Installing sensors on silos and tank facilities and linking them with blockchain technology makes it possible to process payments autonomously - in contrast to the traditional sequential supply chain processes. The sensor signals then trigger smart contracts: specific program codes on the block chain that guarantee, for example, the execution of financial transactions, provided that predefined conditions are met. Thus the flow of goods and finances could be synchronised in the future.
The greatest challenge was to create system and legal compatibility. This was achieved by forgoing crypto currencies such as stable coins that are tied to stable assets. Instead, payments are made with E-money, meaning "real money", on the blockchain. This is an absolute innovation in industry and a worldwide precedent, which should make it possible to scale this use case quickly. This is a big step for the use of blockchain technology in an industrial environment, especially for the autonomous processing of payment transactions. There is practically no effort for the companies, since the transactions take place on the block chain, but the bookings are made in the IBAN accounts by linking them to wallet addresses on the blockchain. An important advantage of this solution is the creation of programmable cash; in the case described it’s "euro on ledger".

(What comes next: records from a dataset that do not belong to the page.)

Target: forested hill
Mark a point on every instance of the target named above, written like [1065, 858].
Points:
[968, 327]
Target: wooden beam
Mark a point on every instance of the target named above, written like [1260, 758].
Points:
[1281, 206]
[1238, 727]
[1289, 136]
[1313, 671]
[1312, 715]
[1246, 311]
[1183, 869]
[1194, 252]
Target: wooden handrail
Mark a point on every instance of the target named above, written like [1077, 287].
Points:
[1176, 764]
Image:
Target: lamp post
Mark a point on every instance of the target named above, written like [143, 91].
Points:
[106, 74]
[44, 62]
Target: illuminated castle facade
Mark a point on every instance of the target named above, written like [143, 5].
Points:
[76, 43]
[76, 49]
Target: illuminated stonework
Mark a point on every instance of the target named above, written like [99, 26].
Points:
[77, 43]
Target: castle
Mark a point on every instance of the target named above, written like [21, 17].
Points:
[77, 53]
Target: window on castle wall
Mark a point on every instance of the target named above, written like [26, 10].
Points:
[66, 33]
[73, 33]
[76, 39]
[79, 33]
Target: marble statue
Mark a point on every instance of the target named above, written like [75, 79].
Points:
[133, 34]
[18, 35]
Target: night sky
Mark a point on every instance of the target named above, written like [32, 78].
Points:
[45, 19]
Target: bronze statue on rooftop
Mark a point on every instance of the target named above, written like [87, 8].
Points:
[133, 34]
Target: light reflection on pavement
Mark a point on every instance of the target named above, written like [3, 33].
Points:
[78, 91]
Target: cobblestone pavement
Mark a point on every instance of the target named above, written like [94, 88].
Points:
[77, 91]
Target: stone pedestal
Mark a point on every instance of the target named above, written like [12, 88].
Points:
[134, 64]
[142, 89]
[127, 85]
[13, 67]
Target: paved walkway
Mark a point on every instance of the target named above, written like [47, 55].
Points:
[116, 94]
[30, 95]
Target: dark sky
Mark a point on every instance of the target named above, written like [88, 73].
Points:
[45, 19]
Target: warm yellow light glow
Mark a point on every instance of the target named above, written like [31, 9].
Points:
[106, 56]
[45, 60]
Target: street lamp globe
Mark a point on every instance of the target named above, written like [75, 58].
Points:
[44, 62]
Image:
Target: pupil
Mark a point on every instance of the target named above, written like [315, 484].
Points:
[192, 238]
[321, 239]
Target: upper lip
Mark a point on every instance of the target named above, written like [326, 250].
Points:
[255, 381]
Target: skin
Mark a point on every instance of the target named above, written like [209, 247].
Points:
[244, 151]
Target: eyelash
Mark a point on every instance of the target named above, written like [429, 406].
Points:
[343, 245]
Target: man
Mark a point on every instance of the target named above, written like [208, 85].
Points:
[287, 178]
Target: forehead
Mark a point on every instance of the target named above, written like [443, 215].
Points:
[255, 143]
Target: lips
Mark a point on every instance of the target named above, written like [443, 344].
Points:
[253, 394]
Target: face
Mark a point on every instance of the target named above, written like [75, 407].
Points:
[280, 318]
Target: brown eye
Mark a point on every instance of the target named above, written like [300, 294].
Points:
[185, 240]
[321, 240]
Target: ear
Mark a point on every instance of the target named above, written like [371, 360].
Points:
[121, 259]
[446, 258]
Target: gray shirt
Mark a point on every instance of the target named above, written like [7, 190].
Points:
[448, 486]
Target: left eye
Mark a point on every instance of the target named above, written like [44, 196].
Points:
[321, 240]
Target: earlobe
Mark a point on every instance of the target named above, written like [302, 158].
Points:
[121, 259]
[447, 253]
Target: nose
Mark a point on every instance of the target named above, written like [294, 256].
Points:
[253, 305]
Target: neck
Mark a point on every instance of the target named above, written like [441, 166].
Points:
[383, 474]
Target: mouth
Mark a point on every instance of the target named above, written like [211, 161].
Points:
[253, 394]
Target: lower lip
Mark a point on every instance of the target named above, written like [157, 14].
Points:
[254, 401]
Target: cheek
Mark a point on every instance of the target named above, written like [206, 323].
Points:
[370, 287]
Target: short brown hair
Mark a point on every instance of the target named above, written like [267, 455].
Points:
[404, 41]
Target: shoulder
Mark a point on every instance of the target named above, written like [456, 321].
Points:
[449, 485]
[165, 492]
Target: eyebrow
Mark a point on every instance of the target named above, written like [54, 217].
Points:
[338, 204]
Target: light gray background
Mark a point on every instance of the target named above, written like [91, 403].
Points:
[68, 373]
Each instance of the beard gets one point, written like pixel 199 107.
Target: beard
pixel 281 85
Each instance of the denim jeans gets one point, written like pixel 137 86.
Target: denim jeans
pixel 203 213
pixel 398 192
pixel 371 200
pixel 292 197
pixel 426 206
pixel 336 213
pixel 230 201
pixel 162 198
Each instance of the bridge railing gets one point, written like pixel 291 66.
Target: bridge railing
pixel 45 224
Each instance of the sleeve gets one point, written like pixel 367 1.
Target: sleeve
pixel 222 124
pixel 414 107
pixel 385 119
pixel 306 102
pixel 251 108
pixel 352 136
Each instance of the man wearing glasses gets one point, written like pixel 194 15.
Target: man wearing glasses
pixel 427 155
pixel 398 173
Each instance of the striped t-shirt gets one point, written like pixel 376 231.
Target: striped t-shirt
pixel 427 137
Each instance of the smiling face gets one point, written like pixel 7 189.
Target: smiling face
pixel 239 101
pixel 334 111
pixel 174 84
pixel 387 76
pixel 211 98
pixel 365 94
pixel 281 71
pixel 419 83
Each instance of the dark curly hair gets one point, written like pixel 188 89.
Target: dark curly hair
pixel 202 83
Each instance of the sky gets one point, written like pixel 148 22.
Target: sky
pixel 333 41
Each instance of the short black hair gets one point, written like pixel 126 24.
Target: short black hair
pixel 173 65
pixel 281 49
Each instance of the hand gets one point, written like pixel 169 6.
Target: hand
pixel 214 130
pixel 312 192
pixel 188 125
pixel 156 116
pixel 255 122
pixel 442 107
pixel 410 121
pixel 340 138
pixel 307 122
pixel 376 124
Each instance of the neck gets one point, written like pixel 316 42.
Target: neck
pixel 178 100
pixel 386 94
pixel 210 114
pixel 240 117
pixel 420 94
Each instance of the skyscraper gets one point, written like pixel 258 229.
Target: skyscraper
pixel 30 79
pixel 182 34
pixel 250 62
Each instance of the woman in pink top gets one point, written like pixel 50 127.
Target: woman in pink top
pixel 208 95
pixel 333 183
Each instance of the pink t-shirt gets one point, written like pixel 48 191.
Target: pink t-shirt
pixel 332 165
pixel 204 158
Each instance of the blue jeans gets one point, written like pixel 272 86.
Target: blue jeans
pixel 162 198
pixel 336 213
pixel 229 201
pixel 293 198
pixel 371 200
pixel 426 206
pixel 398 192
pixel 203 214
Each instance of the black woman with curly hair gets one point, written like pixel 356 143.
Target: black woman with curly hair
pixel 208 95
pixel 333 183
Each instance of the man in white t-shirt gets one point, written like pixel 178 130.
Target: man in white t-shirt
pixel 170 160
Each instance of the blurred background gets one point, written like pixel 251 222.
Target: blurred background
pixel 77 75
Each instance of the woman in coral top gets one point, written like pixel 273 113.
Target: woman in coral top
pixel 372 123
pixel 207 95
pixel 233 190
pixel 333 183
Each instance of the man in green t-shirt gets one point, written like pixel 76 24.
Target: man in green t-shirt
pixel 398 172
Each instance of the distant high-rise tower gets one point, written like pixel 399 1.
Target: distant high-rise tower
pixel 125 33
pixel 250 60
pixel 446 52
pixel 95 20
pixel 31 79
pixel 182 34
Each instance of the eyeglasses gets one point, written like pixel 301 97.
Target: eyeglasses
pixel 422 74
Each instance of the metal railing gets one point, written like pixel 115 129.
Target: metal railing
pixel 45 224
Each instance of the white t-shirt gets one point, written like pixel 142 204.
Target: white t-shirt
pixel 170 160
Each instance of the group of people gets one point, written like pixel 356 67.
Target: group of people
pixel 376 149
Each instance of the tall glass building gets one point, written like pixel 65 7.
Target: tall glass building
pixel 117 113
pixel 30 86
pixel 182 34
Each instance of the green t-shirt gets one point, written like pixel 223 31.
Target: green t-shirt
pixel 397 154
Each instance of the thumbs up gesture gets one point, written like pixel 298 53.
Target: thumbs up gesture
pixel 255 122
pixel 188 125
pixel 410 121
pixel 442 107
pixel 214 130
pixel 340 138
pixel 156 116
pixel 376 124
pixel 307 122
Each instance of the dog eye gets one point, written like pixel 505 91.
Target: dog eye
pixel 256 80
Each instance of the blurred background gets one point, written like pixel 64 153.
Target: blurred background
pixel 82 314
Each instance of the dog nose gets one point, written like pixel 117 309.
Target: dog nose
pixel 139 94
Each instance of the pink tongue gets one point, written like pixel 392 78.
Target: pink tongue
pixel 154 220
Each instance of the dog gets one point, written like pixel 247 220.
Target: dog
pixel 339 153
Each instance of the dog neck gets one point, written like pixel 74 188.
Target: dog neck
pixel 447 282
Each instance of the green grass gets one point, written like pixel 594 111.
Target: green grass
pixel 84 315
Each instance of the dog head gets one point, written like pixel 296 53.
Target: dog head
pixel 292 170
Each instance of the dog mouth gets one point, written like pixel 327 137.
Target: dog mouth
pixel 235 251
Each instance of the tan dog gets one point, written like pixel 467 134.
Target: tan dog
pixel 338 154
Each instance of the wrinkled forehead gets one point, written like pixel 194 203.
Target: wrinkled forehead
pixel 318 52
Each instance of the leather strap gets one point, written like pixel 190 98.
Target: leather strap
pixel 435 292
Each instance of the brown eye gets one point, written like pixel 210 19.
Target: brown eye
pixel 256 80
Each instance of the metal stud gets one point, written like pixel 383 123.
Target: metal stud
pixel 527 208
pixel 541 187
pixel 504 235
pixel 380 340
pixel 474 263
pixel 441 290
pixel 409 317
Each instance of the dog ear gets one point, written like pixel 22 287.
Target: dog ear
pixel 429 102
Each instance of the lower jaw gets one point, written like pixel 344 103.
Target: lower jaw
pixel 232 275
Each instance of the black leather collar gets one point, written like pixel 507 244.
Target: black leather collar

The industrial sensors in the silos measure the fill levels and store the inventory data on the block chain in an unchangeable, forgery-proof and thus audit-proof manner. A "proof of existence" is bindingly documented. Together with the electronic delivery note, "proof of delivery", it represents a sufficient and binding basis for the following autonomous payments. If the customer withdraws goods, the changed inventory triggers a transaction. The smart contract determines the amount of the transaction by calculating the value from quantities consumed and price. This type of autonomous settlement is also known as "pay per consumption" or "pay per use".
In the future, such applications with euro on ledger will be able to shorten payment cycles, improve cash flow, eliminate costly posting processes and release capital tied up in the supply chain in a sustainable way.